Swiftest and most rapacious of the tribes
That swim the seas, art thou, marauder fierce;
Thou and the porpoise and the grampus huge,
Cruel and swift as sharks pursue their prey,
The pilchard, herring, and the bunker-shoals
Forever and forever in the tides.
When smooth are seas, with scarce a crest of foam,
Your schools in vast collected herds are seen
Leaping the waters, all in mad pursuit
Of mackerel and salmon o'er the deep.
Like packs of hungry hounds that hunt the hare
They gather round and swim from bay to bay,
Encircling with their fatal ring the prey.
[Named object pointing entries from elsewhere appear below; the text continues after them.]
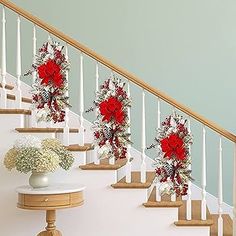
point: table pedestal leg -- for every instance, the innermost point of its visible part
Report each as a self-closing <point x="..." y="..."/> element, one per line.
<point x="50" y="228"/>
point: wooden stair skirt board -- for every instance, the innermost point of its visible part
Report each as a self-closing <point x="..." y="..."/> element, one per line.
<point x="44" y="130"/>
<point x="165" y="201"/>
<point x="13" y="97"/>
<point x="104" y="165"/>
<point x="7" y="86"/>
<point x="78" y="148"/>
<point x="15" y="111"/>
<point x="196" y="215"/>
<point x="227" y="225"/>
<point x="135" y="181"/>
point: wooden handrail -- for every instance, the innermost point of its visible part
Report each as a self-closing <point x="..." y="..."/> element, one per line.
<point x="118" y="69"/>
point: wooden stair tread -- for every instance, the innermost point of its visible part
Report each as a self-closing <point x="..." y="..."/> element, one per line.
<point x="227" y="225"/>
<point x="78" y="148"/>
<point x="15" y="111"/>
<point x="7" y="86"/>
<point x="13" y="97"/>
<point x="44" y="130"/>
<point x="196" y="215"/>
<point x="104" y="165"/>
<point x="165" y="201"/>
<point x="135" y="183"/>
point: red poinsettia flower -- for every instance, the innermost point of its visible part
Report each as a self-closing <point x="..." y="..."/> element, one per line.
<point x="112" y="108"/>
<point x="50" y="72"/>
<point x="173" y="146"/>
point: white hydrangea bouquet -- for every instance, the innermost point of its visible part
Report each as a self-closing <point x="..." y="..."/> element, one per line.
<point x="30" y="154"/>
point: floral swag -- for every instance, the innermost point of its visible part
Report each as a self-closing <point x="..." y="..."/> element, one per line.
<point x="110" y="128"/>
<point x="173" y="143"/>
<point x="50" y="86"/>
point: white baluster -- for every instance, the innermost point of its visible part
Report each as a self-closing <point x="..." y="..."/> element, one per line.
<point x="34" y="74"/>
<point x="81" y="109"/>
<point x="112" y="159"/>
<point x="220" y="192"/>
<point x="96" y="157"/>
<point x="234" y="193"/>
<point x="189" y="196"/>
<point x="49" y="37"/>
<point x="128" y="164"/>
<point x="173" y="197"/>
<point x="158" y="193"/>
<point x="66" y="130"/>
<point x="203" y="202"/>
<point x="3" y="101"/>
<point x="18" y="65"/>
<point x="143" y="147"/>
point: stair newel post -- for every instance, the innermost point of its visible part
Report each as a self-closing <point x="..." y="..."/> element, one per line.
<point x="18" y="65"/>
<point x="66" y="130"/>
<point x="96" y="157"/>
<point x="220" y="191"/>
<point x="3" y="101"/>
<point x="143" y="147"/>
<point x="189" y="195"/>
<point x="34" y="74"/>
<point x="81" y="108"/>
<point x="158" y="194"/>
<point x="203" y="202"/>
<point x="234" y="193"/>
<point x="128" y="164"/>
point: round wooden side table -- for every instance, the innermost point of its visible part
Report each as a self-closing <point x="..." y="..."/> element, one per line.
<point x="50" y="199"/>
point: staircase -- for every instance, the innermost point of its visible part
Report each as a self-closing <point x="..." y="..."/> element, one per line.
<point x="121" y="196"/>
There their vast numbers darken all the wave,
Rising ofttimes to breathe the upper air,
But when a tempest roughens the blue deep,
They roll and tumble in their antic sport,
For then no fish may tempt, for in the depths
Their frighten'd prey seek refuges unseen.
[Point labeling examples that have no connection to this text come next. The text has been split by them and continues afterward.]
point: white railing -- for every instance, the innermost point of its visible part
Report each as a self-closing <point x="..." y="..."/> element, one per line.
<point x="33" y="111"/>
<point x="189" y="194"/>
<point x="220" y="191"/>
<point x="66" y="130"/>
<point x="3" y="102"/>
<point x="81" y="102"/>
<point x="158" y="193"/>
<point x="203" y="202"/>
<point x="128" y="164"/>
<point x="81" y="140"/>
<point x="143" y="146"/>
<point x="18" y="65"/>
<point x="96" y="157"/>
In ancient years the poets sang in verse,
Their fabled legends of the dolphin tribe,
Reciting their true love for humankind.
They sang that in all terrors of the main,
When the poor seamen were in shipwreck toss'd,
The loving dolphins to their rescue came,
And bore the drowning victims safe to shore;
And came to rescue when a hapless crew
Were cast by ruthless pirates in the deep;
And ever when a youthful swimmer sank
In the death gasp, the dolphin gave him help,
Bearing him up and bringing safe to shore.
Those painters and great sculptors of old time
Drew his lithe form in carv'd fantastic shape,
Bent like a bow, o'erleaping the salt wave.
Those poets fabled that in dying throes
The dolphin utters a sad, piteous moan
Like that of a human being as he dies.
But in these later years, the mariners
Dread the dark omen that their presence gives,
For when they see their sports, their gambollings,
They quick interpret them as signs of storm.
Warnings of shipwreck and impending death!